While Jones is worthy of serious consideration and intelligent debate (he's sort of the thinking man's Art Bell), the rest of the shortwave rabble is pretty monochromatic--that is, white. As in proud to be white. According to the book Waves of Rancor: Tuning in the Radical Right, there are more than 1,000 racist and radical-right "patriot groups" on the air in the United States. A stalwart among these is the National Alliance, a white-power group headed by William Pierce, author of race-war fantasy The Turner Diaries, the book that Timothy McVeigh sold at swap meets and attempted to put into action when he blew up the Oklahoma City federal building. Pierce had a shortwave show for years before migrating to the Internet.

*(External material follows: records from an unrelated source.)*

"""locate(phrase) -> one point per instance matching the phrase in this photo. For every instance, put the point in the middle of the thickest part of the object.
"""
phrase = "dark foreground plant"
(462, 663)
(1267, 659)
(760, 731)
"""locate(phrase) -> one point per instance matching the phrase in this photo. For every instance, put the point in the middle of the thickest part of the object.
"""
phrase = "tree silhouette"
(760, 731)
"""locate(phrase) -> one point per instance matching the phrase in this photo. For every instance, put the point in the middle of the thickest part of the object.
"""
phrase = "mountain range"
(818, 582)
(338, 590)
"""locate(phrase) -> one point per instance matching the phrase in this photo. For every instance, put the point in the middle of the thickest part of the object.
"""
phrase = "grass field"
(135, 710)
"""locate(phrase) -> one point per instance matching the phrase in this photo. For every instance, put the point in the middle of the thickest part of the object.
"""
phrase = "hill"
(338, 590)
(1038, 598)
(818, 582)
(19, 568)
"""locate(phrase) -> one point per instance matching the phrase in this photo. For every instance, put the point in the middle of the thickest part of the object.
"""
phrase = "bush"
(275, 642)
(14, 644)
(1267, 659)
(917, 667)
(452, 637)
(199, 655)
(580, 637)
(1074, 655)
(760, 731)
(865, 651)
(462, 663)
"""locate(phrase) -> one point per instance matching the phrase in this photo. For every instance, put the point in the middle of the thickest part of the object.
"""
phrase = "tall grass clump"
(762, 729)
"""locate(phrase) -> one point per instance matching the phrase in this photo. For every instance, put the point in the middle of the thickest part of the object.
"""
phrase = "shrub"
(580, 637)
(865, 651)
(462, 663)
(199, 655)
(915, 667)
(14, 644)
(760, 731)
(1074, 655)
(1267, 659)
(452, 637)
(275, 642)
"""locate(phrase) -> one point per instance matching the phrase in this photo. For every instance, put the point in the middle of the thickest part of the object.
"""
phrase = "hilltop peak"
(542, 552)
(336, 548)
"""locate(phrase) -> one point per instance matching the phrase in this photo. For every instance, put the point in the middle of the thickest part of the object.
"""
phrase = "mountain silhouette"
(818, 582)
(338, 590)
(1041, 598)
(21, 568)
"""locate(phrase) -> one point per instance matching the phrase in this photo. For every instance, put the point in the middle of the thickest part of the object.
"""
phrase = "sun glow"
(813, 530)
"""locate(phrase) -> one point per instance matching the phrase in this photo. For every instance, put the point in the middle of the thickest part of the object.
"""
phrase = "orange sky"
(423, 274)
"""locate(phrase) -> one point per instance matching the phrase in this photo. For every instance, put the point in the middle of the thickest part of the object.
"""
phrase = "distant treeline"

Another shortwave veteran is Hal Turner, a New Jersey-based "Christian" who believes police brutality doesn't happen often enough. In an interview with www.skinheadz.com, he explained the merits of the shortwave medium. "I have restored freedom of speech on my Hal Turner Show. I do not shut callers off, regardless of the topic they wish to discuss. I do not screen out callers. Want to talk about blacks, Jews, Hispanics, fags, Republicans, Democrats, Libertarians? Fine. No topic is taboo. That is something you will no longer find anywhere in the media today."

Indeed, shortwave almost rivals the Internet for diversity and absurdity of outlooks. The biggest service it provides for American political junkies is access to critical international media. Many countries deliver news and commentary in English, and the questions that were asked about the war in Iraq were a thousand-fold more substantive than those in the U.S. media. You can even catch anti-Castro guerrilla groups in Florida sending instructions for Cubans to sabotage their government.

So get a shortwave unit, find a station and sink your teeth into some very extreme audio material. Your bland-ass standard radio tuner will never forgive you for it.